Entretien avec Mélanie Robitaille, vice-présidente et directrice générale de Rachel Julien, une entreprise qui fait de la revitalisation de l’environnement bâti de l’est de l’île de Montréal son credo.
Depuis trente ans, Rachel Julien façonne le paysage immobilier montréalais avec des projets qui célèbrent la vitalité et la mixité de la métropole. Avec une nouvelle génération de Robitaille à sa tête, l’entreprise compte bien poursuivre à laisser son empreinte axée sur la collaboration, l’ouverture et le développement durable.
C’est à peine sortie du métro que l’on joint Mélanie Robitaille par téléphone, dans son bureau. Difficile de faire plus montréalais ! L’attachement à la vie métropolitaine est palpable chez cette passionnée de l’immobilier qui, après des études en actuariat, a repris les rênes de l’entreprise de son oncle.
« Pour l’histoire, je gardais les enfants de mon oncle quand j’étais ado. Et je trouvais que c’était vraiment formidable ce que Denis faisait. À l’époque, il faisait beaucoup de conversions d’immeubles, donc il achetait des églises, des écoles qui étaient vouées à un destin plutôt incertain et il leur redonnait une vie tout en préservant leur caractère architectural. Donc c’est tout ça qui m’a vraiment intéressée », se remémore celle qui a ensuite dévié en actuariat pour mieux revenir plus tard faire sa place en gravissant les échelons de l’entreprise. Au fil des échanges, on découvre une entrepreneure de cœur qui allie rigueur et collaboration pour mener à bien des projets qui améliorent les quartiers dans lesquels ils s’implantent.

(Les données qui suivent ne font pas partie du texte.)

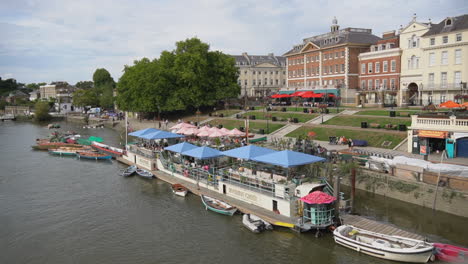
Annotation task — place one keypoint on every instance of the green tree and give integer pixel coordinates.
(41, 111)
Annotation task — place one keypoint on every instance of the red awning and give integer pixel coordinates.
(318, 197)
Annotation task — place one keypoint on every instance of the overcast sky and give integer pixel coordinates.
(67, 40)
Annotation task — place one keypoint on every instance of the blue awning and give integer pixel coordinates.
(248, 152)
(203, 153)
(287, 158)
(181, 147)
(161, 135)
(139, 133)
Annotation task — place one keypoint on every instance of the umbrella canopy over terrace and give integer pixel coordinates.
(318, 197)
(248, 152)
(288, 158)
(181, 147)
(139, 133)
(203, 153)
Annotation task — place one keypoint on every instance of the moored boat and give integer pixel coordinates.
(218, 206)
(114, 152)
(383, 246)
(129, 171)
(92, 155)
(255, 223)
(450, 253)
(179, 189)
(144, 173)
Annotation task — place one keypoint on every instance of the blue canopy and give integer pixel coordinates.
(287, 158)
(161, 135)
(248, 152)
(142, 132)
(181, 147)
(203, 153)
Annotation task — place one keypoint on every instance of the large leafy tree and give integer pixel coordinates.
(190, 76)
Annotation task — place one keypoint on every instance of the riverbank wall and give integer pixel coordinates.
(423, 194)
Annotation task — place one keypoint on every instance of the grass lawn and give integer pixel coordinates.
(281, 116)
(230, 124)
(355, 121)
(374, 139)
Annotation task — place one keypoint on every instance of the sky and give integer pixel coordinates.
(67, 40)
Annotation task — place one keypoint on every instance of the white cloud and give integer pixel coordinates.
(54, 39)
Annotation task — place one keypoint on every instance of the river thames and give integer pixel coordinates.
(64, 210)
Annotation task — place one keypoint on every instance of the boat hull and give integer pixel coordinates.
(420, 256)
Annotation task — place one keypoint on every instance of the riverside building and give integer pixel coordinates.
(328, 63)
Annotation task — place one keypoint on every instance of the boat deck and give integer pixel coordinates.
(269, 216)
(374, 226)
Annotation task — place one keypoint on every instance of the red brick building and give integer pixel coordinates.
(328, 63)
(379, 73)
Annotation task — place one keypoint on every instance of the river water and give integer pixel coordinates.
(64, 210)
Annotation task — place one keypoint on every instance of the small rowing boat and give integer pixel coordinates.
(179, 189)
(144, 173)
(128, 171)
(218, 206)
(93, 155)
(383, 246)
(255, 223)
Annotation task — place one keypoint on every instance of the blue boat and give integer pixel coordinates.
(93, 155)
(218, 206)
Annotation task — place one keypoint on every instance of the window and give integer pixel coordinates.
(392, 84)
(431, 80)
(457, 56)
(444, 60)
(385, 66)
(443, 80)
(457, 79)
(431, 59)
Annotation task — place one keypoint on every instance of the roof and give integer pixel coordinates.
(344, 36)
(458, 23)
(246, 59)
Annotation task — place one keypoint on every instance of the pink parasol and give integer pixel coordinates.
(318, 197)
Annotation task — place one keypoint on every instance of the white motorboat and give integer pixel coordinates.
(255, 223)
(383, 246)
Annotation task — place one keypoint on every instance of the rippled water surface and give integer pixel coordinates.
(63, 210)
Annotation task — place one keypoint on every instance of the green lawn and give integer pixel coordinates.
(374, 139)
(281, 116)
(355, 121)
(230, 124)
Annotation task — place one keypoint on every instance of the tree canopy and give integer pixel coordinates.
(190, 76)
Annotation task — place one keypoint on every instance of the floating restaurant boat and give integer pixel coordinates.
(93, 155)
(114, 152)
(450, 253)
(129, 171)
(218, 206)
(383, 246)
(179, 189)
(255, 223)
(144, 173)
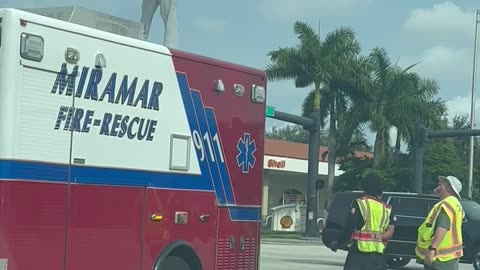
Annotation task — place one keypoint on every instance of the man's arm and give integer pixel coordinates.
(388, 234)
(443, 225)
(354, 220)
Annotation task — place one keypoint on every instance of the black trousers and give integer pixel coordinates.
(357, 260)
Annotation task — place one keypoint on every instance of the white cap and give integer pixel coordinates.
(454, 183)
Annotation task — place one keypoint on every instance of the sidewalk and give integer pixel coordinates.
(290, 241)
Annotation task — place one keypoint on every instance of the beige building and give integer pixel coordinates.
(285, 175)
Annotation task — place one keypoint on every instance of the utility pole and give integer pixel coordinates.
(312, 124)
(472, 107)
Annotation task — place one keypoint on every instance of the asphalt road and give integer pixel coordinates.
(306, 256)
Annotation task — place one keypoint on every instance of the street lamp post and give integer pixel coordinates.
(472, 108)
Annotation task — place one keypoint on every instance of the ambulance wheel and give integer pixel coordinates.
(175, 263)
(396, 262)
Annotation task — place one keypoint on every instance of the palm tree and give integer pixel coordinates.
(320, 63)
(400, 98)
(343, 101)
(417, 105)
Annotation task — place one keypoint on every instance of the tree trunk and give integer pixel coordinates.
(316, 99)
(332, 152)
(396, 154)
(377, 151)
(397, 143)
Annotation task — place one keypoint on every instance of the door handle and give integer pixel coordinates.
(156, 218)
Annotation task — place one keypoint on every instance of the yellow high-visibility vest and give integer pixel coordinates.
(376, 215)
(451, 247)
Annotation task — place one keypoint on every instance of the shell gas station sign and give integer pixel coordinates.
(277, 164)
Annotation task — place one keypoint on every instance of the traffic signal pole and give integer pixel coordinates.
(421, 136)
(312, 124)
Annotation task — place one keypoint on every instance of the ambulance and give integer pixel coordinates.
(117, 153)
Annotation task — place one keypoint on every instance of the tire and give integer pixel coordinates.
(175, 263)
(396, 262)
(476, 258)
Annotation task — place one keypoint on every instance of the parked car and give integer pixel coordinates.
(410, 210)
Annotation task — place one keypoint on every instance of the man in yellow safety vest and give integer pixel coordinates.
(370, 224)
(439, 243)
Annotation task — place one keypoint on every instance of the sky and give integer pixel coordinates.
(439, 35)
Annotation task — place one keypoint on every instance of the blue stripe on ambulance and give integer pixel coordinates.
(217, 182)
(227, 184)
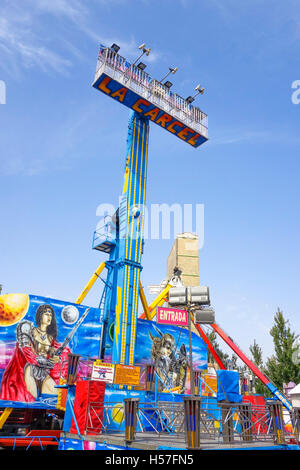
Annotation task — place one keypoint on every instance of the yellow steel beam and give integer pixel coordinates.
(90, 284)
(160, 299)
(4, 415)
(144, 302)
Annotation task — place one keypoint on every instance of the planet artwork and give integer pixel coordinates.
(13, 307)
(69, 314)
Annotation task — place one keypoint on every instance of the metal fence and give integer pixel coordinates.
(139, 81)
(225, 423)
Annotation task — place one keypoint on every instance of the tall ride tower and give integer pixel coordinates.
(122, 237)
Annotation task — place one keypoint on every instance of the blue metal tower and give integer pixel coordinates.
(122, 237)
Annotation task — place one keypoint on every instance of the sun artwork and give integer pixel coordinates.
(13, 307)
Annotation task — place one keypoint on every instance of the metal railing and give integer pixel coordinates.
(139, 81)
(223, 424)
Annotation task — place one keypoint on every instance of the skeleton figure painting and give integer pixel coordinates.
(35, 366)
(171, 367)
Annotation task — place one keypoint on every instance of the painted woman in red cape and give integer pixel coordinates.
(35, 368)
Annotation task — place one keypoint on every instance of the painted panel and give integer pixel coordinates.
(33, 349)
(132, 100)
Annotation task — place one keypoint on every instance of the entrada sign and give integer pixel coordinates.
(172, 316)
(132, 100)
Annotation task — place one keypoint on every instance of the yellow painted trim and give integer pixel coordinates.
(144, 302)
(5, 414)
(90, 284)
(156, 302)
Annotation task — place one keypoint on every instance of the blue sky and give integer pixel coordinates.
(62, 147)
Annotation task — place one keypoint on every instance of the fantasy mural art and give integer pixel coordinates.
(36, 336)
(166, 346)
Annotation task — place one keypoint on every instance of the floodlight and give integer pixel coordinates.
(189, 99)
(115, 48)
(141, 66)
(168, 84)
(199, 89)
(142, 47)
(171, 70)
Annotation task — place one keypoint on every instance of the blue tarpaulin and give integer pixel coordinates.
(228, 386)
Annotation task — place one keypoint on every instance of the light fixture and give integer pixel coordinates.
(141, 66)
(115, 48)
(189, 99)
(144, 50)
(199, 90)
(168, 84)
(171, 70)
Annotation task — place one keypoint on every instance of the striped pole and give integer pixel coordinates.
(197, 381)
(131, 410)
(192, 407)
(150, 373)
(276, 416)
(73, 362)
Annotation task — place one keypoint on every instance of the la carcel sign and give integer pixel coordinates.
(172, 316)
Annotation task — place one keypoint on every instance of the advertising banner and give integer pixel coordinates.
(36, 336)
(172, 316)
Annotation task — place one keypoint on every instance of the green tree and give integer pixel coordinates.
(281, 366)
(257, 359)
(212, 336)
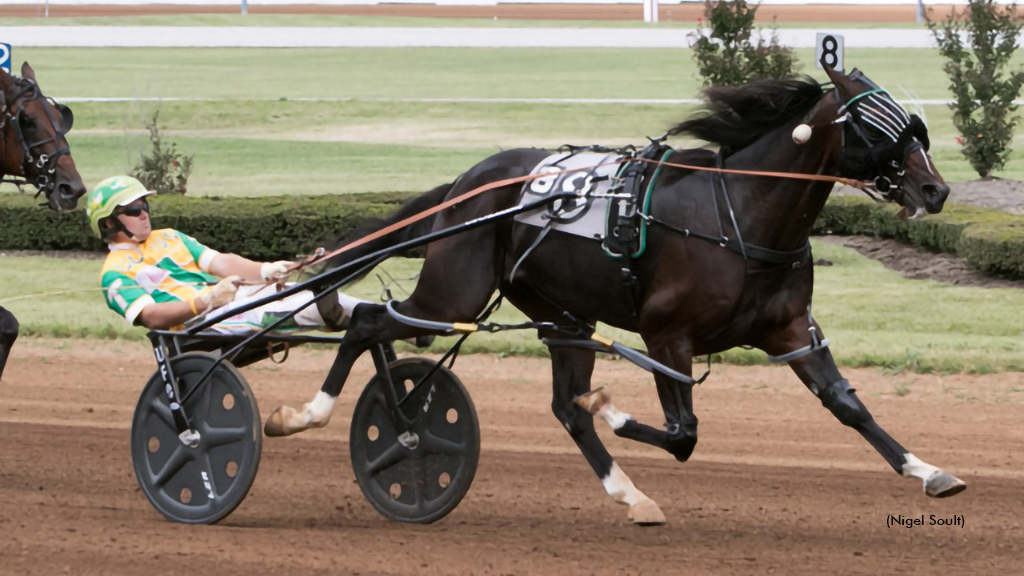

Pouvez-vous nous raconter brièvement votre parcours académique, votre cheminement professionnel et ce qui vous a amenée chez Rachel Julien ?
Dans le fond, je suis native de Montréal. J’ai toujours été passion- née par Montréal et l’immobilier. Très jeune, j’ai compris que la meilleure façon d’atteindre rapidement l’indépendance financière était par l’accès à la propriété. Comme je viens d’une famille de la classe moyenne, il a fallu que je me débrouille pour devenir propriétaire. J’ai donc utilisé tous les programmes disponibles pour être en mesure de constituer ma mise de fonds afin d’ache- ter mon premier condo dans Hochelaga-Maisonneuve. Et tout ça, ça m’a allumée.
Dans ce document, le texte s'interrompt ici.